Usage

Convert PDF to image

form_analyzer.pdf_to_image(folder: str, dpi: int = 400, poppler_path: ~typing.Optional[str] = None, image_processor: ~typing.Callable[[int, ~PIL.Image.Image], ~typing.List[~form_analyzer.conversion.ProcessedImage]] = <function <lambda>>)

Converts PDF files in a folder to PNG images.

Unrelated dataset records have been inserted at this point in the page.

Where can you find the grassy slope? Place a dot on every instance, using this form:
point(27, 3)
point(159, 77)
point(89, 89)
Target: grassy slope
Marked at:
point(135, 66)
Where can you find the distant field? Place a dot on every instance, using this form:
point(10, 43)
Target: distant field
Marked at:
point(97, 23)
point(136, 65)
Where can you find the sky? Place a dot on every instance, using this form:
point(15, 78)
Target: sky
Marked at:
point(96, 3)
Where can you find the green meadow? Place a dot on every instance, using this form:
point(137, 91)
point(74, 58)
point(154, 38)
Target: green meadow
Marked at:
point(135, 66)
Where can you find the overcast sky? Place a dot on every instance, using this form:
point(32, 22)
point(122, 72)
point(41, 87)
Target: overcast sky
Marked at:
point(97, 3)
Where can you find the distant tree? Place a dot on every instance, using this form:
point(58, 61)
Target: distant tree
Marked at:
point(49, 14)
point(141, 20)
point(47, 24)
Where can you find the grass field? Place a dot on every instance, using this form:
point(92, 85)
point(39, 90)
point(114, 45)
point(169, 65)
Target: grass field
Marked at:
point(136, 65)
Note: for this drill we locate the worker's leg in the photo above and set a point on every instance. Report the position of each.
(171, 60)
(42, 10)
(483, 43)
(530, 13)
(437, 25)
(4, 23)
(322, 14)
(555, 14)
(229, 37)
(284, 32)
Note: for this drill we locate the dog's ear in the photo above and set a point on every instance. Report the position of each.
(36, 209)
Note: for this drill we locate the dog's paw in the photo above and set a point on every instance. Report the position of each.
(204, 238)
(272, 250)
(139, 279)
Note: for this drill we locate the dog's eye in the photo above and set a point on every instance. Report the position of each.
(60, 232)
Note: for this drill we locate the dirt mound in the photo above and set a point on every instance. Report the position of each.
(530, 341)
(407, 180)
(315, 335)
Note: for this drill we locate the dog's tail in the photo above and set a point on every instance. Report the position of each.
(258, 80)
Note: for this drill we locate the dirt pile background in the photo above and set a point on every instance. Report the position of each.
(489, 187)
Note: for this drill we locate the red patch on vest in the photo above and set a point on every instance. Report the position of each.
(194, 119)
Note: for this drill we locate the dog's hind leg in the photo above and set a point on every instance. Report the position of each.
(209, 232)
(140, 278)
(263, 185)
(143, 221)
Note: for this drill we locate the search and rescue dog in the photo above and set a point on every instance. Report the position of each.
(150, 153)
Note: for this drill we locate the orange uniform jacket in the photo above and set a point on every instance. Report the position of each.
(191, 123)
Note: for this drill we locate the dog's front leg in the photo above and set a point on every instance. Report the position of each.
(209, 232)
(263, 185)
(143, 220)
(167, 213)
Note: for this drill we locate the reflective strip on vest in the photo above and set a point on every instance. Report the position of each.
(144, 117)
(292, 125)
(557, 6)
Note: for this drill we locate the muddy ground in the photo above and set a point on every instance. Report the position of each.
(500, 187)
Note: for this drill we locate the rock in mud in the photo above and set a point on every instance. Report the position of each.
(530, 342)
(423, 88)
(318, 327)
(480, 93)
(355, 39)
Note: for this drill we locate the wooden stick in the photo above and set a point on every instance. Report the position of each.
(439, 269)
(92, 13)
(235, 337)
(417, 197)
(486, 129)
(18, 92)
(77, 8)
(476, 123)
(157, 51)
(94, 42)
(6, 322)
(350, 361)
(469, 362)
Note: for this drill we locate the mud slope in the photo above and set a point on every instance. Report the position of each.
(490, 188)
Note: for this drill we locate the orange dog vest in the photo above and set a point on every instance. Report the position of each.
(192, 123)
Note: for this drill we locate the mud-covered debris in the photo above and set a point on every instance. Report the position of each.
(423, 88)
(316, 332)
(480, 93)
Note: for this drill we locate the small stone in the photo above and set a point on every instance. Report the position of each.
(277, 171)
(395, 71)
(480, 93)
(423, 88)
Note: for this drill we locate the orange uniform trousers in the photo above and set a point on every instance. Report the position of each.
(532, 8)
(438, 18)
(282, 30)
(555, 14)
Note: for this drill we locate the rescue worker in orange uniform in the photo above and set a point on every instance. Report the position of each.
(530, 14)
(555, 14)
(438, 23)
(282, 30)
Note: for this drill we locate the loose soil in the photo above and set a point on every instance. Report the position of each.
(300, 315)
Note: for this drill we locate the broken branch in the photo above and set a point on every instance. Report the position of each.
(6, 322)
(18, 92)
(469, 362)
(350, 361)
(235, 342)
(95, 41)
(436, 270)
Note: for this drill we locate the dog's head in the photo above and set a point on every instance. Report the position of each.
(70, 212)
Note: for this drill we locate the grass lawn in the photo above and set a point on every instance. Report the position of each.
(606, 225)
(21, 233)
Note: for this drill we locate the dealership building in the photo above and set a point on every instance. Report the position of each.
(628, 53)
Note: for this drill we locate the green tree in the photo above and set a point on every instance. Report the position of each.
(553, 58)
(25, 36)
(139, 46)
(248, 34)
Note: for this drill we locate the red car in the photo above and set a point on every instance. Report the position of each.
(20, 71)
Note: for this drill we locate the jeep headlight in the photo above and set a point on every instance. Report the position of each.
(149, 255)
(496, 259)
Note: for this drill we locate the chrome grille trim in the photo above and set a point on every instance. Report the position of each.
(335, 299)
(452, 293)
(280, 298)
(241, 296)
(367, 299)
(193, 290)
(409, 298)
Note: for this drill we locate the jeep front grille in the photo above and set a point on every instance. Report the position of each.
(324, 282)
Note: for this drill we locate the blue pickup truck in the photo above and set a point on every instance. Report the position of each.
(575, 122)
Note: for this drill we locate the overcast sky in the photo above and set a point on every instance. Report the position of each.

PDF files are converted page by page using pdf2image. Each generated page can optionally be passed to a function that can further process the image (e.g. split it or crop it). Additionally, the extension of the resulting file name can be passed. This can be used to reorder pages in a PDF.

Parameters
  • folder – The folder containing the PDF files.

  • dpi – DPI to use for image generation. The higher, the bigger the image. 400 is the default.

  • poppler_path – Path to a poppler installation, required for Windows.

  • image_processor – A function that takes an image index and an image and returns a list of ProcessedImage.

Run AWS Textract

form_analyzer.run_textract(folder: str, aws_region_name: Optional[str] = None, aws_access_key_id: Optional[str] = None, aws_secret_access_key: Optional[str] = None, s3_bucket_name: Optional[str] = None, s3_folder: str = '')

Run AWS Textract on all PNG files in a folder.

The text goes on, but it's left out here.